Схеллингвоу окончательно увял, но Крейсберген сидел в прежней позе: длинное тело откинуто на спинку стула, голова склонена набок, глаза устремлены на лицо капитана.
— Я никогда не считал себя судьей в вопросах живописи, — ответил он еще высокомернее, чем раньше. — Но не надо обладать большим вкусом, чтобы заметить, что мое лицо наполовину закрыто чьей-то рукой. Выходит, я за свои деньги получу только то, что видно поверх рукава другого парня — глаза, лоб и шляпу, хотя, не спорю, написаны они очень красиво.
Но это же просто немыслимо. Он должен что-то придумать, как-то объяснить, что это немыслимо. Плохое освещение? Незаконченность картины? Туман, застилающий пьяные глаза? Он взглянул на Рейтенберга, но тот лишь играл перчатками и глядел на стену.
— Он говорит чистую правду, капитан, — с несчастным видом вставил Схеллингвоу. — Со мной еще хуже: на картине меня жена — и та не узнает. Я стою в последнем ряду и только с трудом убедил себя, что это я и есть. От меня там остались кусочек щеки, один глаз да краешек подбородка.
— И так выглядит не только он, а человек пять-шесть. Они показаны так, что даже не догадаешься, кто это, — добавил Крейсберген. — Выкладывая денежки, мы надеялись, что хоть на себя будем похожи. Разве кто-нибудь станет платить за то, что художник увековечит его шляпу?

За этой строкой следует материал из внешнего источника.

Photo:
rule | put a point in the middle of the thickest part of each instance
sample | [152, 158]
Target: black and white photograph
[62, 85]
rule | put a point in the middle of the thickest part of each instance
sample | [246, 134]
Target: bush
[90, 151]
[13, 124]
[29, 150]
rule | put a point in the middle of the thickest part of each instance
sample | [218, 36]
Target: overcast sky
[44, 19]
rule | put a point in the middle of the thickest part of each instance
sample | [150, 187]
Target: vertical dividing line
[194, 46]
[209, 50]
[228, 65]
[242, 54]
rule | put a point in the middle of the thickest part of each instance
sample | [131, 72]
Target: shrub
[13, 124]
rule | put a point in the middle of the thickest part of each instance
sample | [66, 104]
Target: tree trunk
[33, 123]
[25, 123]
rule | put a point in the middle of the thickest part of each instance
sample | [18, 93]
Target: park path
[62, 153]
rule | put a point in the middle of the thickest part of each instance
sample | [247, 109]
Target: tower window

— Тут какое-то недоразумение: я с самого начала оговорил, что каждый из нас будет написан, — возразил капитан, в душе которого затеплилась слабая надежда. — Но картина не закончена, понятно? Ван Рейн еще работает над ней, и в этом все дело: он, наверно, что-то изменил и вы еще не выписаны — временно, конечно, пока он вносит поправки. Взять, например, вас, Крейсберген. Ван Рейн, без сомнения, написал вас полностью, а потом по какой-то причине — чтобы исправить рисунок или что-нибудь еще в том же роде — поднял руку вашего соседа, и она попала на ваше лицо. А когда он справится с трудностью, он снова напишет вас. Ван Рейн никогда бы не ограничился только частью вашего лица, в этом-то уж я уверен.
— Да, — поддержал лейтенант. — Я сам не раз видел, как он соскребает целую фигуру и переписывает ее.
И Рейтенберг подтолкнул кружку к Схеллингвоу, который послушно взял ее и отпил несколько глотков, перемазав подбородок иеной.